This was a straightforward application of the High Court’s power under s13 Coroners Act 1988 to quash the determinations and findings made at an inquest and order a new one, in the light of new evidence. But the facts make surprising reading and reveal important lessons for coroners.
Mrs Pokoyski was an 85 yr old care-home resident. After a series of strokes left her paralysed she required a puréed diet. Her family were concerned that she was often being inappropriately fed in a reclining position so causing her to choke. One day she was said by care staff to have suffered a ‘bad episode” of vomiting and aspirated vomit; she became ill, struggling to breathe; she was taken to hospital but died a few days later.
Following a post-mortem examination a consultant histopathologist, Dr Thomas, gave the cause of death as “aspiration pneumonia with locally advanced carcinoma of the lung”. However, at the inquest Dr Thomas changed his opinion.

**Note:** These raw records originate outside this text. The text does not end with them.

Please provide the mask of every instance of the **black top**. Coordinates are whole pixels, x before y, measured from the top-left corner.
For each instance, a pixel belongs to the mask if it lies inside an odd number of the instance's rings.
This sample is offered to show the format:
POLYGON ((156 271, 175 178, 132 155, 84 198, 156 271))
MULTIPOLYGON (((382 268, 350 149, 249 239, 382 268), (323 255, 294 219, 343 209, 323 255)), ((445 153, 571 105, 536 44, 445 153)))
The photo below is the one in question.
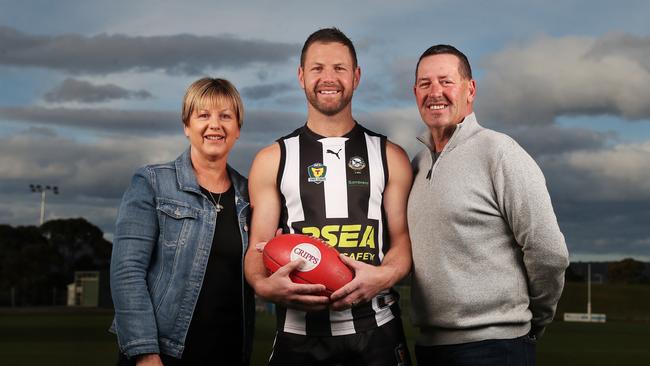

Having heard the factual witness evidence he said he now wasn’t clear if choking had occurred and that the food material he saw in the lungs might have come from the stomach rather than from aspiration. Dr Thomas now gave a different cause of death – pneumonia caused by lung cancer – which the assistant coroner accepted as part of his conclusion.
However, the deceased’s daughters had legitimate concerns about how their mother had been fed and and so after the inquest obtained an independent expert pathologist’s opinion. Professor Soilleux gave a damning analysis of Dr Thomas’s evidence. Not only had the original cause of death been correct, but the deceased had died from the worst aspiration pneumonia this expert had ever seen under the microscope.